D’autant que le personnel soignant des établissements comme les soignants libéraux y intervenant ne disposent pas de masques en quantité suffisante pour se protéger eux-mêmes comme pour protéger les résidents. Des commandes et livraisons massives sont annoncées. On peut regretter vivement une absence d’anticipation.
De la même façon, nous demandons instamment la massification de tests. Cette bataille ne peut être menée avec succès, que si le diagnostic par les tests est massivement développé. Qui est malade ? Qui est porteur ? Qui est sain ? Voilà des questions déterminantes pour une population française de 67 millions d’habitants, dont à l’heure actuelle, nous ne connaissons que les 16 000 cas confirmés. Alors que les tests sont largement pratiqués dans plusieurs pays d’Asie, mais aussi en Allemagne (qui produit encore les réactifs nécessaires), pourquoi ne pas avoir pris ce principe de précaution en étant totalement dépendants de la Chine et des États-Unis pour l’approvisionnement des réactifs indispensables ? (Information France Inter de ce jour)
Quant à faire appel à la réserve sanitaire, celle-ci va être absorbée rapidement par les hôpitaux submergés par la vague.
La restriction totale des visites des familles ajoute aux difficultés. Les aidants proches présents quotidiennement en EHPAD pour 700 000 d’entre eux, assurent le complément d’aide dans l’accomplissement des actes de la vie quotidienne que les soignants ne peuvent accomplir par défaut d’effectifs soignants suffisants (cf rapports Libault et Iborra). Privés de ce soutien matériel et relationnel, les résidents fragilisés par les polypathologies et la perte d’autonomie pourraient décompenser massivement et occasionner une surmortalité aux perspectives déjà très alarmantes.
Les hôpitaux sont contraints de libérer des lits.
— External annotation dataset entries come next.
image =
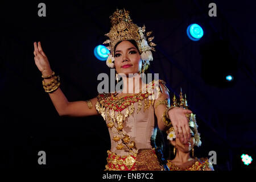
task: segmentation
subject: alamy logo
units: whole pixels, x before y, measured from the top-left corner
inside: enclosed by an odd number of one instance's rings
[[[38,164],[46,164],[46,153],[44,151],[40,151],[38,152],[38,155],[40,156],[38,158]]]
[[[208,7],[211,8],[208,12],[209,16],[217,16],[217,6],[216,4],[212,2],[209,4]]]
[[[38,7],[41,8],[38,11],[38,16],[39,16],[39,17],[46,16],[46,4],[43,2],[41,2],[38,4]]]
[[[209,162],[212,164],[217,164],[217,154],[214,151],[211,151],[209,152],[209,156],[211,156],[210,158],[209,158]]]

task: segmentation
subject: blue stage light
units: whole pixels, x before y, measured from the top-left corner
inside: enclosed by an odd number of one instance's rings
[[[203,28],[197,24],[189,25],[187,28],[187,34],[189,39],[193,41],[199,40],[204,35]]]
[[[228,81],[231,81],[233,80],[233,76],[231,75],[228,75],[227,76],[226,76],[226,80]]]
[[[253,158],[247,154],[245,155],[243,154],[241,156],[241,158],[242,158],[242,161],[243,162],[243,164],[246,166],[251,163],[251,161],[253,161]]]
[[[97,59],[101,61],[105,61],[108,59],[109,56],[108,54],[110,52],[104,46],[99,45],[95,47],[94,53]]]

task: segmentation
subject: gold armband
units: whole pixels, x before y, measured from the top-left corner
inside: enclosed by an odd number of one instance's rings
[[[168,109],[169,109],[169,108],[168,108],[168,107],[166,108],[166,110],[163,113],[163,115],[162,115],[162,118],[163,119],[163,122],[164,125],[168,127],[170,127],[172,126],[172,125],[171,122],[171,120],[169,118],[169,117],[168,117],[168,118],[167,118],[167,115],[168,115],[168,113],[167,113],[166,111]]]
[[[167,117],[168,119],[170,119],[170,117],[169,117],[169,114],[168,114],[168,112],[171,109],[172,109],[172,108],[174,108],[174,107],[180,108],[180,107],[177,107],[177,106],[171,106],[171,107],[167,108],[167,109],[166,110],[166,117]]]
[[[88,106],[89,109],[92,109],[92,104],[90,100],[85,101],[86,102],[87,105]]]
[[[155,104],[155,109],[156,109],[156,107],[159,105],[165,105],[167,106],[167,107],[169,107],[169,104],[168,103],[168,98],[157,101],[156,103]]]

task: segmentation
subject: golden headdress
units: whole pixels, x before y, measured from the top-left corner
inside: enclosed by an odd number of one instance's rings
[[[109,44],[106,48],[110,51],[109,57],[106,61],[106,64],[109,67],[114,68],[113,63],[114,60],[114,48],[115,44],[120,42],[126,40],[134,40],[139,48],[141,59],[146,64],[149,65],[149,61],[153,60],[151,50],[155,51],[154,46],[156,46],[152,42],[153,37],[148,38],[152,31],[145,34],[145,26],[138,27],[136,24],[133,23],[129,15],[129,11],[125,9],[117,9],[109,18],[112,27],[109,33],[105,34],[109,37],[103,44]],[[146,40],[148,38],[149,45]]]
[[[175,97],[175,95],[174,95],[172,98],[172,103],[171,105],[171,107],[180,107],[185,109],[188,109],[188,102],[186,98],[186,94],[185,94],[185,97],[183,97],[182,93],[182,89],[180,89],[180,101],[177,101]],[[196,123],[196,114],[193,113],[187,114],[187,118],[188,121],[188,126],[191,129],[191,130],[194,133],[195,139],[195,146],[200,147],[202,143],[200,140],[200,134],[198,132],[197,128],[198,125]],[[173,139],[176,138],[175,133],[174,131],[174,128],[171,126],[167,131],[167,139],[172,140]]]

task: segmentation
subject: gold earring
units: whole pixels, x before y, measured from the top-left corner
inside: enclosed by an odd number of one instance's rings
[[[194,158],[194,148],[192,148],[192,158]]]
[[[117,82],[118,82],[118,75],[115,73],[115,80],[117,80]]]

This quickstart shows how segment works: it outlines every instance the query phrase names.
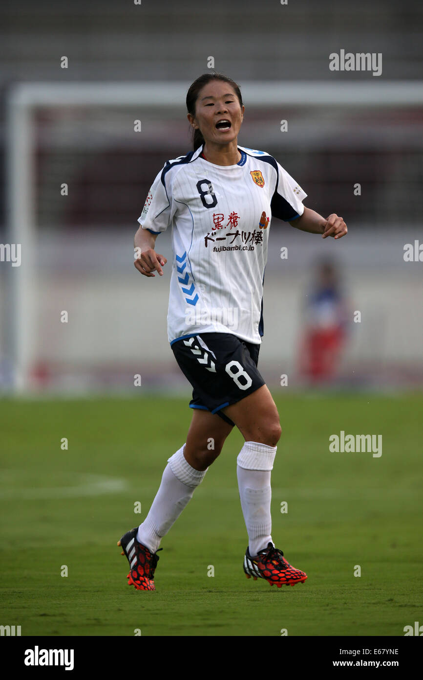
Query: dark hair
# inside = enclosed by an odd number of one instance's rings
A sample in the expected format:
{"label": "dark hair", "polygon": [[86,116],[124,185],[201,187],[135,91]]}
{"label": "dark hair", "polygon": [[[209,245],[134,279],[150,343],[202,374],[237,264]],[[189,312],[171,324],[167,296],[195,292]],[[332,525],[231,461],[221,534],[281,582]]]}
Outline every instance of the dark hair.
{"label": "dark hair", "polygon": [[[237,85],[234,80],[228,78],[227,75],[224,75],[223,73],[217,73],[213,71],[210,73],[203,73],[203,75],[198,78],[196,80],[194,80],[193,84],[190,86],[189,89],[187,92],[187,110],[189,114],[191,114],[191,116],[196,115],[196,104],[198,98],[198,95],[204,85],[206,85],[211,80],[222,80],[223,82],[229,83],[229,84],[231,85],[235,90],[235,94],[238,97],[240,106],[242,108],[242,97],[241,97],[241,90],[240,90],[239,86]],[[201,146],[201,145],[204,143],[204,138],[201,134],[200,130],[194,130],[192,135],[193,151],[196,151],[199,146]]]}

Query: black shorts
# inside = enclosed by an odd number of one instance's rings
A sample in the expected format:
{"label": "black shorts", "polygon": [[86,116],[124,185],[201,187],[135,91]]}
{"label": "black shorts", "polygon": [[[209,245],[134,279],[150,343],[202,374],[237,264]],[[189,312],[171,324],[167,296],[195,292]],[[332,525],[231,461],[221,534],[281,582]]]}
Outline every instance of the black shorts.
{"label": "black shorts", "polygon": [[179,368],[193,387],[191,409],[217,413],[265,384],[257,369],[259,345],[232,333],[198,333],[172,343]]}

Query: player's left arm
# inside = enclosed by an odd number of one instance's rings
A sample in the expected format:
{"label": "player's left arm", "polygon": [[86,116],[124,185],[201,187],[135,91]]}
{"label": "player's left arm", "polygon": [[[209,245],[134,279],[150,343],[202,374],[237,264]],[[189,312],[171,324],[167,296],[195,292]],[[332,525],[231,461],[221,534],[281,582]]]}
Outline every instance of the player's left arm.
{"label": "player's left arm", "polygon": [[301,217],[290,221],[291,226],[295,226],[296,229],[301,229],[301,231],[308,231],[312,234],[321,234],[322,238],[325,239],[328,236],[331,236],[335,239],[340,239],[347,233],[347,226],[342,217],[338,217],[335,213],[325,219],[318,213],[306,208],[304,206],[304,211]]}

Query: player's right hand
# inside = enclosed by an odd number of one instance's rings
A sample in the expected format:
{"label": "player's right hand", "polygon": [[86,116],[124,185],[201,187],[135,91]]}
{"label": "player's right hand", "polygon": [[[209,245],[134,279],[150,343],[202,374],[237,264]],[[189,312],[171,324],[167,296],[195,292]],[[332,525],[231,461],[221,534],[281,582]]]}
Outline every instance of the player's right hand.
{"label": "player's right hand", "polygon": [[153,248],[147,248],[134,261],[134,265],[135,269],[144,276],[154,276],[153,272],[155,271],[158,271],[160,276],[163,276],[162,267],[164,267],[167,261],[164,255],[156,253]]}

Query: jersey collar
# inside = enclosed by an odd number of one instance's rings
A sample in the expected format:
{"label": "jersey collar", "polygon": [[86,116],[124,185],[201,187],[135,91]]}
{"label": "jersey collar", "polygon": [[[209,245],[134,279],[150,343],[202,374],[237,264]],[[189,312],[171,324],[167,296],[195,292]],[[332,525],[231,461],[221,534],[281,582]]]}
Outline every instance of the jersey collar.
{"label": "jersey collar", "polygon": [[[202,151],[203,150],[204,146],[204,144],[202,144],[201,146],[199,146],[198,148],[196,151],[194,151],[194,154],[192,154],[192,157],[191,158],[191,162],[193,160],[195,160],[196,158],[198,158],[198,156],[201,154]],[[245,164],[245,162],[246,161],[246,154],[242,150],[242,147],[238,146],[238,151],[240,151],[241,152],[241,160],[236,165],[244,165]]]}

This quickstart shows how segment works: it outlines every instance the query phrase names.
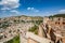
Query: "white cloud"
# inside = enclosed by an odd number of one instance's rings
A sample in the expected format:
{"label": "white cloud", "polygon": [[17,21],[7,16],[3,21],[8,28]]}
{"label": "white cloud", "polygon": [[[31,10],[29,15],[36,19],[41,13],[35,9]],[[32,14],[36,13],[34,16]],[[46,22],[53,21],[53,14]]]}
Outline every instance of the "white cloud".
{"label": "white cloud", "polygon": [[27,8],[28,11],[32,11],[32,12],[39,12],[39,10],[35,9],[35,8]]}
{"label": "white cloud", "polygon": [[1,0],[0,5],[2,5],[1,10],[12,10],[20,6],[20,0]]}
{"label": "white cloud", "polygon": [[11,13],[15,13],[15,14],[20,14],[20,12],[16,11],[16,10],[11,10],[10,12],[11,12]]}
{"label": "white cloud", "polygon": [[60,10],[58,13],[65,13],[65,10]]}

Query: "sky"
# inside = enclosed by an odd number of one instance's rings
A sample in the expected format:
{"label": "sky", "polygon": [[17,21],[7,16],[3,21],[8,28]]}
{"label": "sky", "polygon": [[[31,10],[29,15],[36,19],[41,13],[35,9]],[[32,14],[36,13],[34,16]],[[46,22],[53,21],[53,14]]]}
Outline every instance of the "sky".
{"label": "sky", "polygon": [[65,0],[0,0],[0,17],[65,13]]}

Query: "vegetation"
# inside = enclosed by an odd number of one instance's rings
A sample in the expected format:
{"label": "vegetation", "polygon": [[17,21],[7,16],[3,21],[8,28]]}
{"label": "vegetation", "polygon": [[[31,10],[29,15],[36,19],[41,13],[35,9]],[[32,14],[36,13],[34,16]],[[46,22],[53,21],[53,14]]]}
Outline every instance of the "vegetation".
{"label": "vegetation", "polygon": [[56,14],[56,15],[49,16],[49,17],[64,17],[65,18],[65,14]]}
{"label": "vegetation", "polygon": [[4,43],[20,43],[20,35],[14,37],[12,40]]}
{"label": "vegetation", "polygon": [[38,26],[35,25],[28,31],[34,32],[35,34],[38,34]]}
{"label": "vegetation", "polygon": [[0,28],[6,28],[6,27],[9,27],[10,25],[9,25],[9,23],[8,22],[3,22],[3,23],[0,23]]}

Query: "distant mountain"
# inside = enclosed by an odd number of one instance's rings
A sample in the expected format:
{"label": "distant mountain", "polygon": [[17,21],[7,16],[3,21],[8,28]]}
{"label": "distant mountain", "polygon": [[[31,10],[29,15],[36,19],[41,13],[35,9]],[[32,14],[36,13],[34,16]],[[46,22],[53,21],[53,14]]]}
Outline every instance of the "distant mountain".
{"label": "distant mountain", "polygon": [[51,15],[51,16],[49,16],[49,17],[64,17],[65,18],[65,14],[55,14],[55,15]]}

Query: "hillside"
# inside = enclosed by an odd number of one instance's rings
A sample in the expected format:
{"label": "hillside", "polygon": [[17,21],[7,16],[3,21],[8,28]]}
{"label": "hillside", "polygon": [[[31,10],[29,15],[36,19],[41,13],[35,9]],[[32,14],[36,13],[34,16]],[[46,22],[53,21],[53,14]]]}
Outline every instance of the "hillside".
{"label": "hillside", "polygon": [[65,14],[55,14],[55,15],[49,16],[49,17],[64,17],[65,18]]}

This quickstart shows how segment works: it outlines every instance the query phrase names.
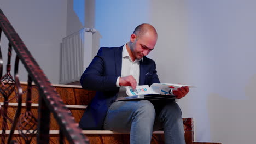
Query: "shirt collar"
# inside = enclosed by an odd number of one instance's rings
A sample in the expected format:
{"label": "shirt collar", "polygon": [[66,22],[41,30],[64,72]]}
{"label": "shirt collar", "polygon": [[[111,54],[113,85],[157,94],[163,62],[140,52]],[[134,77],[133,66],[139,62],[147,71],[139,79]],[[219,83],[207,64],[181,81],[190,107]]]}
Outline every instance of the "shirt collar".
{"label": "shirt collar", "polygon": [[[131,57],[129,56],[129,53],[128,53],[128,51],[127,51],[127,49],[126,49],[127,43],[128,43],[128,42],[125,43],[125,44],[123,46],[122,57],[123,58],[127,57],[131,61]],[[140,59],[136,59],[134,61],[136,62],[136,61],[143,61],[143,57],[142,57]]]}

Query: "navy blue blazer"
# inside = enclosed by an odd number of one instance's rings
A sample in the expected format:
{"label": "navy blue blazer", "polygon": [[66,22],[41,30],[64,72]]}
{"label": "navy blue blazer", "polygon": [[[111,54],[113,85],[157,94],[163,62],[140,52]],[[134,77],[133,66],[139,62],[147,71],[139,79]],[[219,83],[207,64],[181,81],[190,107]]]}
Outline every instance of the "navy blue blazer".
{"label": "navy blue blazer", "polygon": [[[119,88],[116,82],[121,76],[123,47],[101,47],[81,76],[83,88],[97,91],[80,121],[84,130],[102,129],[108,107],[117,99]],[[144,56],[139,64],[139,85],[160,82],[154,61]]]}

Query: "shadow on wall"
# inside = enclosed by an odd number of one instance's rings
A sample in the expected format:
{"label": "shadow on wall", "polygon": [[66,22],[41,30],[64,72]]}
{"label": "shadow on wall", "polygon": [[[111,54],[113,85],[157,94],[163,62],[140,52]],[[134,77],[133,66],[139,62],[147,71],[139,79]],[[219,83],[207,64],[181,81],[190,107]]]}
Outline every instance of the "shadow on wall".
{"label": "shadow on wall", "polygon": [[78,3],[79,1],[80,1],[72,0],[67,2],[67,35],[84,27],[84,3],[79,4]]}
{"label": "shadow on wall", "polygon": [[[217,93],[208,96],[211,139],[213,141],[233,144],[255,142],[256,74],[247,83],[245,89],[247,100],[232,100]],[[241,88],[243,88],[241,86]]]}

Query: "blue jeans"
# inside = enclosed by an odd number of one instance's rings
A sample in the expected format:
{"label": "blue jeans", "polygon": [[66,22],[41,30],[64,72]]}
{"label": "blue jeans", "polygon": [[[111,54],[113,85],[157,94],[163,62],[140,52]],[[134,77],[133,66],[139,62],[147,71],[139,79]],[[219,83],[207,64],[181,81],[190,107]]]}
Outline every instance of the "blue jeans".
{"label": "blue jeans", "polygon": [[152,132],[164,129],[165,143],[185,144],[179,106],[174,101],[116,101],[109,107],[104,129],[130,133],[131,144],[150,143]]}

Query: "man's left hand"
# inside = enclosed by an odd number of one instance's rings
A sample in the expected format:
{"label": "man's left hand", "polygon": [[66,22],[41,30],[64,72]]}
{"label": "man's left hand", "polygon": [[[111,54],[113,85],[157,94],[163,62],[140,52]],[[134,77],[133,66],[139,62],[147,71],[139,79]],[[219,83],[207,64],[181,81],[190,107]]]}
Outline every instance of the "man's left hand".
{"label": "man's left hand", "polygon": [[173,95],[176,97],[176,98],[181,99],[185,97],[189,92],[189,89],[188,87],[182,87],[181,88],[178,88],[177,90],[173,90],[172,93]]}

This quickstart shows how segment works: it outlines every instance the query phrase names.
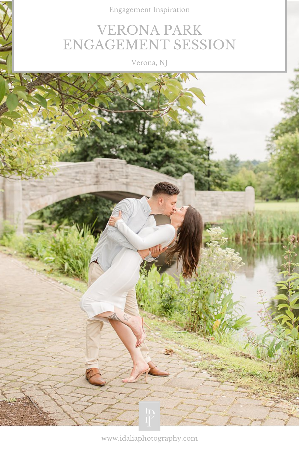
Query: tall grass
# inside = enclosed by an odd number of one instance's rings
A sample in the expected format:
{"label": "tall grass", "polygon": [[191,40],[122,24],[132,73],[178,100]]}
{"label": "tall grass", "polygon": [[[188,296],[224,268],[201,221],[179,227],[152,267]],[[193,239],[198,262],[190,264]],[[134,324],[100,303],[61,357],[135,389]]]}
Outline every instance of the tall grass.
{"label": "tall grass", "polygon": [[55,232],[48,229],[26,236],[17,235],[8,225],[0,239],[0,244],[51,264],[68,276],[87,282],[88,264],[96,243],[96,238],[88,225],[80,229],[74,224]]}
{"label": "tall grass", "polygon": [[299,214],[284,212],[256,212],[234,216],[221,227],[229,240],[236,243],[249,242],[279,242],[289,236],[299,237]]}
Mais beaucoup de ceux-ci étaient occupés par des personnes âgées dont le retour à domicile n’est plus possible. Celles qui ne peuvent être orientées en soins de suite sont orientées vers les EHPAD. Ainsi, elles intègrent en urgence des établissements sans préparation ni recherche d’accord préalable et se retrouvent isolées dans un lieu qu’elles ne connaissent pas, sans la présence rassurante de leurs familles (conjoints et enfants).
A domicile, la situation est dramatique. Les aides à domicile, souvent, n’ont pas reçu les instructions utiles pour se bien comporter dans ces circonstances. Dépourvues de moyens de protection, elles vont d’une personne aidée à une autre en ayant pour « seule arme » le respect des gestes barrières. Certaines organisations ont décidé de ne plus faire intervenir leur personnel. Les personnes concernées se retrouvent donc brutalement isolées sans aide.
Pas davantage les intervenants auprès des personnes âgées dans le cadre du CESU ne sont « armés » pour faire face.
A l’heure du bilan, au nombre de décès consécutifs au COVID 19 devra être ajouté celui des décès « collatéraux », conséquences des mesures contraintes prises.
Cette crise fait éclater au grand jour ce que directeurs d’établissements, gestionnaires de services à domicile, soignants, aidants, familles dénonçons depuis de nombreuses années.
Le Président de la République a déclaré « que le jour d’après » tout ne pourrait plus être comme avant.
Nous espérons pouvoir y croire. Tant de fois depuis 15 ans les promesses n’ont pas été tenues. Nous serons vigilants et contribuerons pour que soient enfin mis en œuvre les moyens pour un fonctionnement à la hauteur des enjeux de la filière gériatrique.
Nous vous prions de croire Monsieur le Premier Ministre, Monsieur le Ministre en l’assurance de nos sentiments les meilleurs.